Laurence J, “Larry” Casale, beloved husband of Sally Farnsworth Casale for 28 years, died peacefully at his home on Nov. 11 after a long illness. Larry was born on May 2, 1937 in Quincy, MA. He was a graduate of Archbishop Williams High School and Boston College, and was in the United States Army Reserve for three years during the Korean War.
Larry was an entrepreneur whose two areas of interest were restaurants and real estate. Right after college, he owned and operated a bar, On the Rocks, on the Mashpee Rotary. His parents, who later bought a house in Pocasset, first brought him to the Cape at the age of four, along with his brother Paul Casale, now of Duxbury. (Paul and his wife, Clare, have three children.) With his first wife Gloria McLean, he owned and operated in Barnstable the Lamb and Lion Inn, as well as an antiques shop. Later he and Gloria, with a bit of help from Gloria’s three teen-age sons, owned and operated the Inn at Duck Creek in Wellfleet. Gloria died in 1980, and Larry is survived by two devoted step-sons, John McLean of Dover, NH, and his wife Elaine, and Steve McLean of Sorrento, ME, and his wife Barbara, as well as five grandchildren and two great-grandchildren.
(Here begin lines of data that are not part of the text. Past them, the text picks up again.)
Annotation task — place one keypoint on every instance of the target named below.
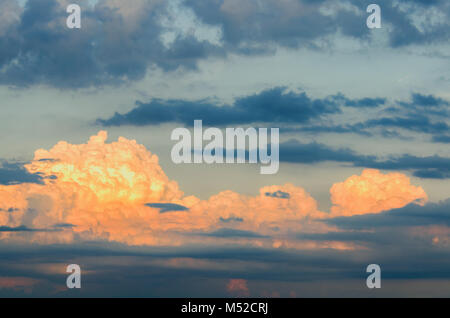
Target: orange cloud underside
(102, 188)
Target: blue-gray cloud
(410, 215)
(38, 48)
(435, 167)
(266, 22)
(275, 105)
(278, 194)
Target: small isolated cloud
(238, 287)
(278, 194)
(15, 173)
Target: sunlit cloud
(118, 192)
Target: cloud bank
(118, 192)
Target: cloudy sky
(86, 175)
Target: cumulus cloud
(374, 192)
(118, 192)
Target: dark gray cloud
(15, 173)
(167, 207)
(294, 151)
(38, 48)
(275, 105)
(268, 22)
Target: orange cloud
(374, 192)
(101, 191)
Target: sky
(87, 178)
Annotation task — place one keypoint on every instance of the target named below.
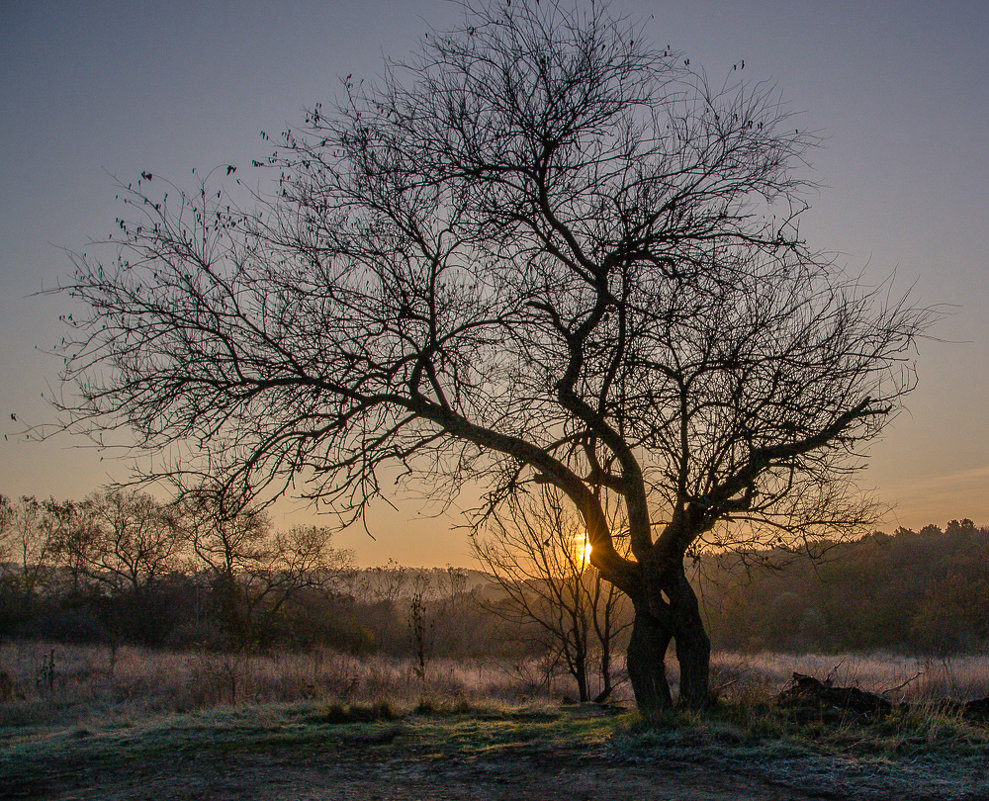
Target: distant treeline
(912, 592)
(121, 567)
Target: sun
(582, 548)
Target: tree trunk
(646, 662)
(693, 646)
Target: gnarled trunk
(693, 647)
(677, 618)
(646, 660)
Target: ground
(296, 752)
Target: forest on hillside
(910, 592)
(122, 568)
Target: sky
(898, 91)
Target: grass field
(81, 722)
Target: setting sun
(582, 547)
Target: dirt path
(356, 777)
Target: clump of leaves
(355, 713)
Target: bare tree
(255, 570)
(132, 541)
(538, 554)
(537, 251)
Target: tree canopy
(537, 250)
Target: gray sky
(899, 91)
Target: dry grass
(65, 684)
(55, 684)
(915, 680)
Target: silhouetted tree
(537, 552)
(537, 251)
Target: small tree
(537, 251)
(539, 556)
(254, 570)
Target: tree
(132, 543)
(537, 251)
(255, 571)
(538, 555)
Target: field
(80, 722)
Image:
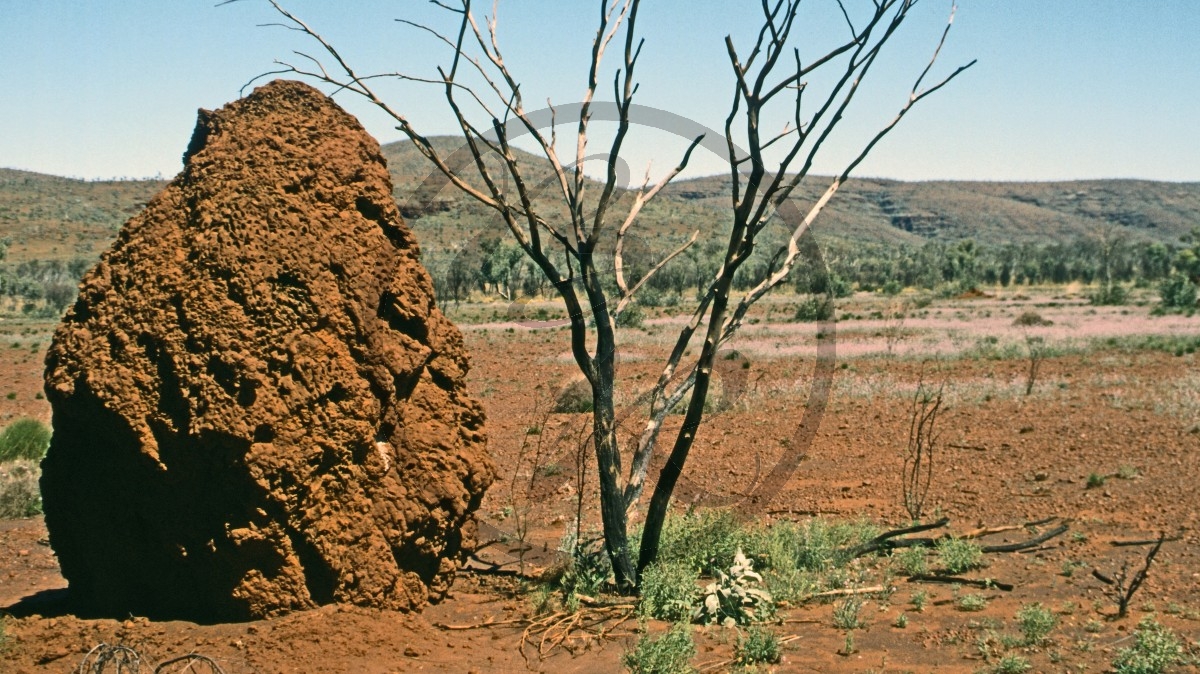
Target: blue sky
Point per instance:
(1063, 89)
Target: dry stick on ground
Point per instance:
(123, 657)
(1119, 590)
(889, 540)
(985, 583)
(190, 659)
(918, 458)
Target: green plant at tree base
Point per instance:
(735, 599)
(669, 654)
(972, 602)
(757, 645)
(24, 438)
(669, 591)
(1155, 649)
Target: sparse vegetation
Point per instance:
(669, 654)
(669, 591)
(957, 555)
(19, 495)
(24, 439)
(757, 645)
(1036, 623)
(1155, 649)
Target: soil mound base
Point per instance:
(257, 404)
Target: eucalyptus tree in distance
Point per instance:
(577, 241)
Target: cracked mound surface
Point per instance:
(257, 404)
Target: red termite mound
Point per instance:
(257, 404)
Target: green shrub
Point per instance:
(959, 554)
(669, 591)
(757, 644)
(735, 597)
(972, 602)
(24, 438)
(670, 654)
(1031, 319)
(1036, 623)
(1177, 293)
(703, 540)
(1155, 649)
(847, 614)
(19, 495)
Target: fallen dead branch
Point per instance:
(1121, 589)
(984, 583)
(850, 591)
(190, 660)
(892, 540)
(127, 661)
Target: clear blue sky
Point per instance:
(1065, 89)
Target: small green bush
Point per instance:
(1177, 293)
(1155, 649)
(972, 602)
(735, 597)
(847, 614)
(19, 495)
(670, 654)
(1036, 623)
(757, 645)
(959, 554)
(669, 591)
(705, 540)
(24, 438)
(1012, 665)
(1031, 319)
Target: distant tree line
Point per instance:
(497, 268)
(41, 287)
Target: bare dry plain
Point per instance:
(1105, 443)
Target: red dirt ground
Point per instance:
(1007, 459)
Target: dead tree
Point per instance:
(591, 221)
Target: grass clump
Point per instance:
(669, 591)
(24, 439)
(19, 494)
(847, 614)
(1012, 665)
(972, 602)
(1155, 649)
(757, 645)
(705, 540)
(1036, 623)
(959, 554)
(669, 654)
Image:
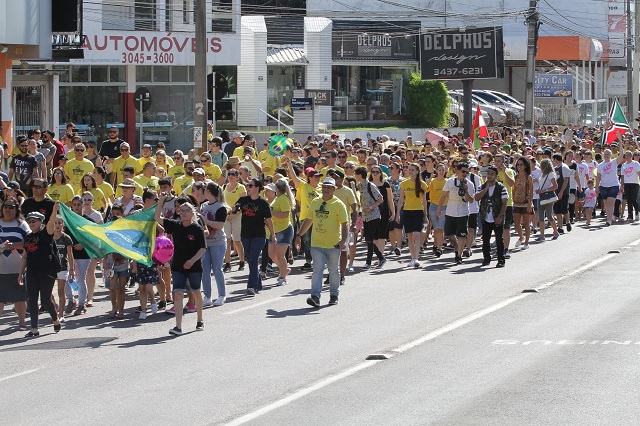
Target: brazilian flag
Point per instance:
(278, 145)
(132, 236)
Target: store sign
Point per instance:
(553, 86)
(322, 97)
(346, 44)
(157, 48)
(457, 54)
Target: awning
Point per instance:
(286, 56)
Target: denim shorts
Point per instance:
(609, 191)
(437, 222)
(190, 282)
(285, 236)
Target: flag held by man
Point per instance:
(132, 236)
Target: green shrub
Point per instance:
(427, 102)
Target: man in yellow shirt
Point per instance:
(148, 178)
(121, 162)
(75, 169)
(328, 238)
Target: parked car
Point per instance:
(491, 114)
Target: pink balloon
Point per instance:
(164, 249)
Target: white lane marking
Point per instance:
(13, 376)
(255, 305)
(300, 393)
(577, 271)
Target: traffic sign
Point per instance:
(301, 103)
(142, 99)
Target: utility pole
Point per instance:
(533, 22)
(200, 110)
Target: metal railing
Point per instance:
(277, 120)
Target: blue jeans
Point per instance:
(331, 257)
(252, 249)
(212, 260)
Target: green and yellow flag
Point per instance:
(132, 236)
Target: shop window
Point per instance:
(143, 73)
(99, 74)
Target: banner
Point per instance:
(132, 236)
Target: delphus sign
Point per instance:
(460, 54)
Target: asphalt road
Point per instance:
(465, 346)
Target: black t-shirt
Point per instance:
(110, 149)
(254, 213)
(23, 167)
(45, 207)
(187, 240)
(80, 254)
(40, 255)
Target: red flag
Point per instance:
(479, 129)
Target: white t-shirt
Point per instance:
(630, 171)
(457, 206)
(608, 172)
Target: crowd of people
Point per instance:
(321, 200)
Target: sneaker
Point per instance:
(81, 310)
(71, 306)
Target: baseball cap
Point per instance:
(329, 182)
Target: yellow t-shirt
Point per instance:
(175, 172)
(62, 193)
(75, 170)
(120, 163)
(411, 202)
(307, 194)
(212, 172)
(509, 187)
(231, 197)
(435, 190)
(347, 196)
(327, 220)
(107, 190)
(281, 204)
(145, 182)
(182, 183)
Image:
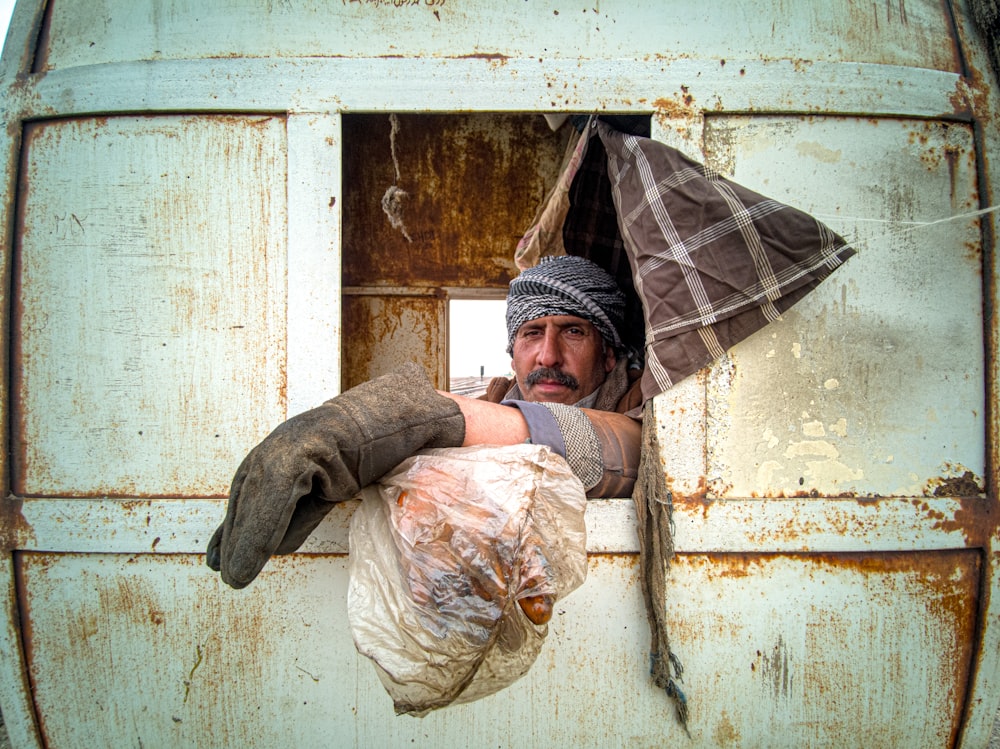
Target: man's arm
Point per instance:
(617, 437)
(490, 423)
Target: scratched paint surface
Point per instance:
(148, 651)
(149, 342)
(894, 32)
(874, 384)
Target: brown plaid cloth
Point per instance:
(711, 261)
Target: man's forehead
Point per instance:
(557, 320)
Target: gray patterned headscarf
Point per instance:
(566, 285)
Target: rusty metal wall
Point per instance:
(194, 242)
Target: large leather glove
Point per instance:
(291, 480)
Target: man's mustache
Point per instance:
(551, 374)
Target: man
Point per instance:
(563, 318)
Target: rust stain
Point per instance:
(474, 181)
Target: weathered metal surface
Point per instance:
(895, 32)
(802, 620)
(875, 384)
(381, 333)
(149, 651)
(470, 185)
(148, 328)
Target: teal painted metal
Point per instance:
(172, 228)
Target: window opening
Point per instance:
(477, 344)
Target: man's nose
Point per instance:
(549, 350)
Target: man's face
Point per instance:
(560, 359)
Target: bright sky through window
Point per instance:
(477, 337)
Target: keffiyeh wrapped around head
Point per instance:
(566, 285)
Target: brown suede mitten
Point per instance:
(289, 482)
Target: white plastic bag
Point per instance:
(450, 554)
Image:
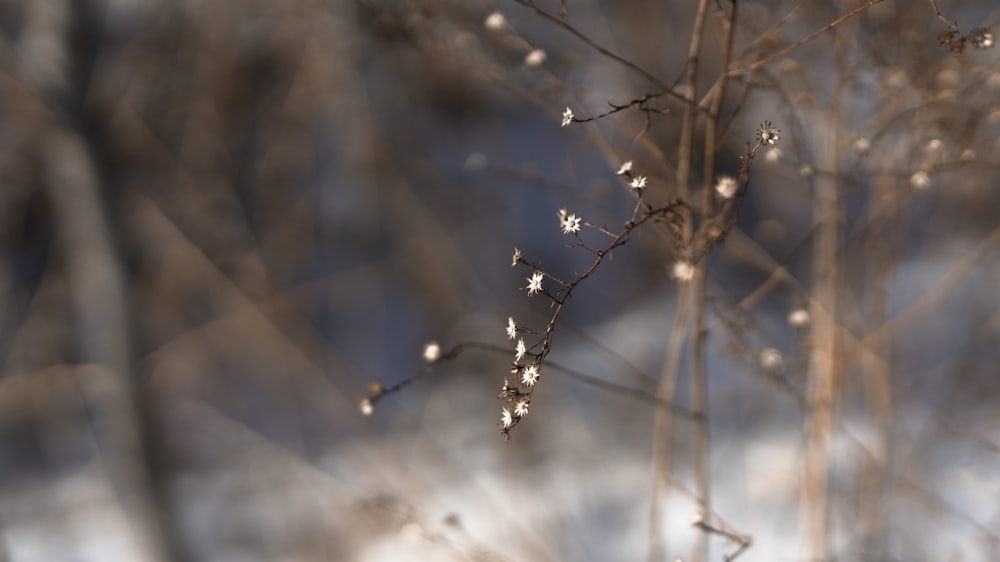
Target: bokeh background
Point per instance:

Before moving permanently to the Cape, and marrying Gloria, Larry was with Walter Hall Real Estate Co. in Duxbury and was later a principal in Town and Country Real Estate Development also in Duxbury. With Town and Country he built many single family dwellings along the South Shore. After selling the Inn at Duck Creek, he returned to his interest in real estate and was a broker and builder under the name “Snug Harbor”. He built over 100 Cape-style homes in Chatham. He was respected for his integrity and the fine quality of the homes he built.
Larry and Sally were married in 1982 and built a beautiful home on Town Cove in Eastham. When he finally gave up real estate in the early 1990’s, he and Sally ran a B&B, where the guests, many returning year after year, were served sumptuous breakfasts prepared by Larry. Diabetes robbed him of his vision in the last few years of his life but that didn’t diminish his zest for living, and especially food. With help from the Massachusetts Commission for the Blind, his kitchen was equipped so that he kept right on cooking; and with books on tape from the Perkins School for the Blind, he remained an omnivorous reader, enjoying books on history and politics as well as fiction. Friends knew him as an astute literary critic. Donations in Larry’s memory may be made to the Perkins School for the Blind.
He is survived by four beloved Farnsworth step-children: Holly Hanlon of Brewster, Calvin B. Farnsworth II of Hyannis, Peter Farnsworth of Key West, and Ann Duffy of Seattle, and also six grandchildren, and one great grandchild. A funeral service will be held at 1:30 PM, Sat., Nov. 20, at St. Joan of Arc Catholic Church, Orleans.